Is that a new waterslide?

Nope. It's a Denver Water canal built in the 1930s and called upon to shuttle water this summer.

July 30, 2020 | By: Jay Adams
Water flows down a concrete canal.
Water flows down a concrete chute on the Ralston-Clear Creek Canal in Golden, on the east side of North Table Mountain on July 5. Photo credit: Denver Water.

 

In early July, an 80-year-old concrete chute east of Golden — normally dry — held water flowing several inches deep for more than a week.

The wet, water-slicked concrete was a rare sight for hikers and bikers on North Table Mountain.

The chute, on the east side of the popular recreation area, is part of the Ralston-Clear Creek Canal that was built by Denver Water in 1937. Water flowed through the canal from June 30 through July 8.

The canal is used occasionally by Denver Water to deliver water from Ralston Reservoir into Clear Creek, which flows into the South Platte River near Commerce City.

While normally dry, the canal plays an important part as a piece of the infrastructure Denver Water uses to do “water exchanges.” Denver Water last used the canal in 2016.

A black and white photo shows construction workers and scafolding building a canal.
Workers building the Ralston-Clear Creek Canal in 1937. Photo credit: Denver Water.

 

What are water exchanges?

Colorado’s water laws allow water exchanges, which give water managers flexibility in where and how they convey water to downstream users. In an exchange, a manager delivers water to a downstream user from a different source than the user would normally get it from. This allows the water manager to store or divert the same amount of water at a point further upstream.

In this particular case, Denver Water used the canal to deliver water from Ralston Reservoir to Clear Creek, where it could flow into the South Platte River and to a downstream user who called for it. That allowed Denver Water to hold on to the same amount of water in Chatfield Reservoir for use when the utility needs it.

Such water management methods have been common in the industry for decades. The exchanges give water managers more flexibility in their operations while ensuring everyone who has rights to a certain amount of water gets their fair share.

“Denver Water’s early engineers and planners had the foresight to build this canal back in the 1930s because they realized they would need to make water exchanges in the future,” said Nathan Elder, manager of water supply at Denver Water.

“We’re fortunate that they built the canal, because while we don’t use it often, it helps us maximize our water supply when we need to, such as now when we’re experiencing hot and dry conditions on the South Platte River.”

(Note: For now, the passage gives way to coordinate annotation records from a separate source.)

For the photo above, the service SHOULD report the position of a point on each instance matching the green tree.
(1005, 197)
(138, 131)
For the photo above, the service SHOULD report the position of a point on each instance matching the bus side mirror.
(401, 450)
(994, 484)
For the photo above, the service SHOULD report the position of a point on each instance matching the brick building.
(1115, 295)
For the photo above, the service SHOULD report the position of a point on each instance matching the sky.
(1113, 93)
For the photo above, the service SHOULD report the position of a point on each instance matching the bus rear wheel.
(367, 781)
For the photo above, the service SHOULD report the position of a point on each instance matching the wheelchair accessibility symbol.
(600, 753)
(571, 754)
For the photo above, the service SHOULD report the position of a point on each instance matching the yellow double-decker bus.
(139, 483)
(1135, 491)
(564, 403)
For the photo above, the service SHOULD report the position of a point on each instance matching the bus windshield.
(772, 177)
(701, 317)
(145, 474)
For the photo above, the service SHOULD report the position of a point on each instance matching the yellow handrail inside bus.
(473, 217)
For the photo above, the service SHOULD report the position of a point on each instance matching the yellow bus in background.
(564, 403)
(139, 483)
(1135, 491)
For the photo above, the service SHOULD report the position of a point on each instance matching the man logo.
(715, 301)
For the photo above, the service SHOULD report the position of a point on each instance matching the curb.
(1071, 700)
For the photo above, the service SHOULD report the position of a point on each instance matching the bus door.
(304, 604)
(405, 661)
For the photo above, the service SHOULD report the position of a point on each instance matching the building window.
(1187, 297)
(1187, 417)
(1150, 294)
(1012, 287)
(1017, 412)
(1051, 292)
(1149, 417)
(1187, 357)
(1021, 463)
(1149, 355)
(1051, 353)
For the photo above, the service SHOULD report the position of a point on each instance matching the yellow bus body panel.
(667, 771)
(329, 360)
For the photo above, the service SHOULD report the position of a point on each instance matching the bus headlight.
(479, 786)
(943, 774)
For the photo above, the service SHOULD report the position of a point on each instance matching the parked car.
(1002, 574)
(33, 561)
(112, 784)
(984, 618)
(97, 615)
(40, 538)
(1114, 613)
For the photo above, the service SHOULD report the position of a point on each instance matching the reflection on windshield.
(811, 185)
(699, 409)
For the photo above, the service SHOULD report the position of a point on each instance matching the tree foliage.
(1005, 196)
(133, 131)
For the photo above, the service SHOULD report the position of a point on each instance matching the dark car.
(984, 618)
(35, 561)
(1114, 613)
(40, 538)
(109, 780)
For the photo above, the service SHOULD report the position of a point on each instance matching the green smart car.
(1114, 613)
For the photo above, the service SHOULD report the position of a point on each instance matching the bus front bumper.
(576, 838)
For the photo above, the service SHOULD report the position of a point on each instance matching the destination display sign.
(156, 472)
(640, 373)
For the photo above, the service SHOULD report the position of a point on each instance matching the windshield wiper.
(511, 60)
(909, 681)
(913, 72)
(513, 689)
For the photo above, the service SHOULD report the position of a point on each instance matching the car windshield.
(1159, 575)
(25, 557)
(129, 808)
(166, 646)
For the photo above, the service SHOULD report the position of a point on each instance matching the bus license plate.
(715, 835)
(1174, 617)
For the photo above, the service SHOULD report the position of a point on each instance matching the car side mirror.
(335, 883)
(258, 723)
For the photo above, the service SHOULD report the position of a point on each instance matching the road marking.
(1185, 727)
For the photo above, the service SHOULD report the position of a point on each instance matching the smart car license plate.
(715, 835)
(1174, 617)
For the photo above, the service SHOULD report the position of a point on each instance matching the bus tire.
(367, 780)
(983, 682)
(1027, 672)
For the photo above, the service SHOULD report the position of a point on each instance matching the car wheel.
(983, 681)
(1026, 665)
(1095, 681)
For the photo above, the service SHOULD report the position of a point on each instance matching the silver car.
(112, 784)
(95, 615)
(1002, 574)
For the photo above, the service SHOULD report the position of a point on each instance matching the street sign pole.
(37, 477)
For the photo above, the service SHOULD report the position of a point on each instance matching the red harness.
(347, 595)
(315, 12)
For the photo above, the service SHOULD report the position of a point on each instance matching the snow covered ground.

Water flows over a concrete dam.
The Ralston-Clear Creek Canal starts near Denver Water’s Ralston Reservoir north of Golden. Photo credit: Denver Water.

 

Canals in Colorado

The Ralston-Clear Creek Canal is one of many man-made streams around the metro area that offer a glimpse into Colorado’s water history.

Most of these canals were built in the late 1800s and early 1900s by Colorado’s early settlers as a way of moving water from the mountains to communities and farms. The well-known, 71-mile High Line Canal was completed in 1883.

While many canals were originally simple ditches dug into the earth, many are now lined with concrete or run through underground pipes.

Denver Water’s operating system includes 85 canals and ditches located on both sides of the Continental Divide. Each one plays an important role in how the utility manages its water supply.